No less than 82 individuals have been murdered in a string of Syrian government air strikes on a commercial center in Douma, a radical held town close Damascus, activists said. 
No less than 200 individuals were harmed, with the loss of life, the greater part of them regular folks, liable to ascend the same number of the injured were in a genuine condition, the UK-based Syrian Observatory for Human Rights said on Sunday.

The common barrier in Douma put the loss of life at 100. 

Firas Abdullah, a neighborhood picture taker in Douma, told Al Jazeera that this was the principle market in the town. 

"The business sector has constantly swarmed with individuals purchasing and offering to bring home the bacon," he said. 

The assault available is the second in a week. On Wednesday, air strikes on the zone left no less than 27 individuals killed, Abdullah said. 

Abdel Rahman said local people had assembled at the site after the first strike to help empty the injured when more assaults hit. 

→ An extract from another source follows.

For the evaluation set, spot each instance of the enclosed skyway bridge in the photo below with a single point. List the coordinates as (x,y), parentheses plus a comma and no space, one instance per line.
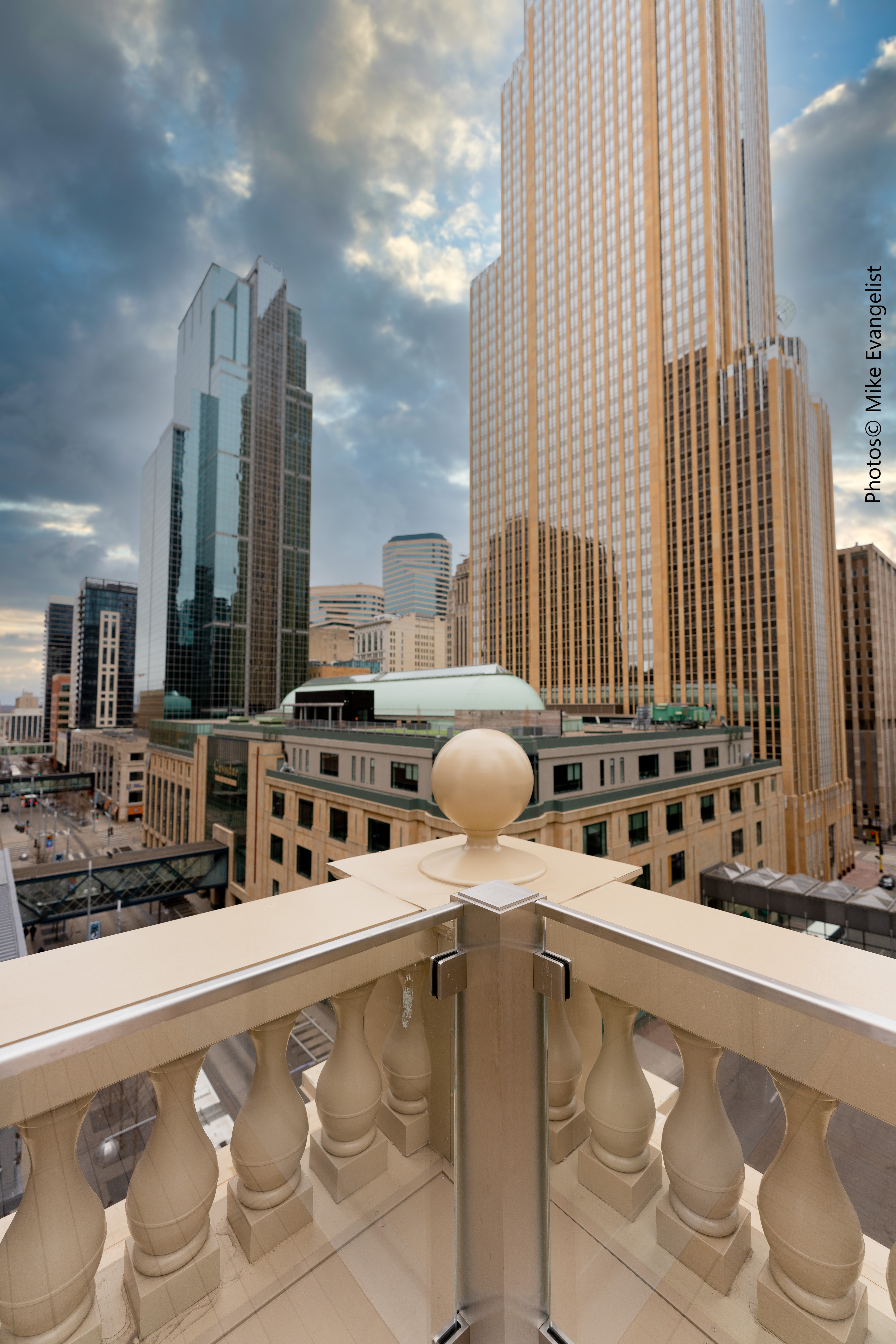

"The preparatory data proposes the greater part of the dead are regular citizens," he said. 

A feature posted online by activists of the fallout of the assaults demonstrated a crossing point strewn with rubble and bent metal. 

The fronts of a few structures close-by seemed to have been sheared off by the power of the impacts, and a few vehicles were toppled and folded in the midst of the rubble.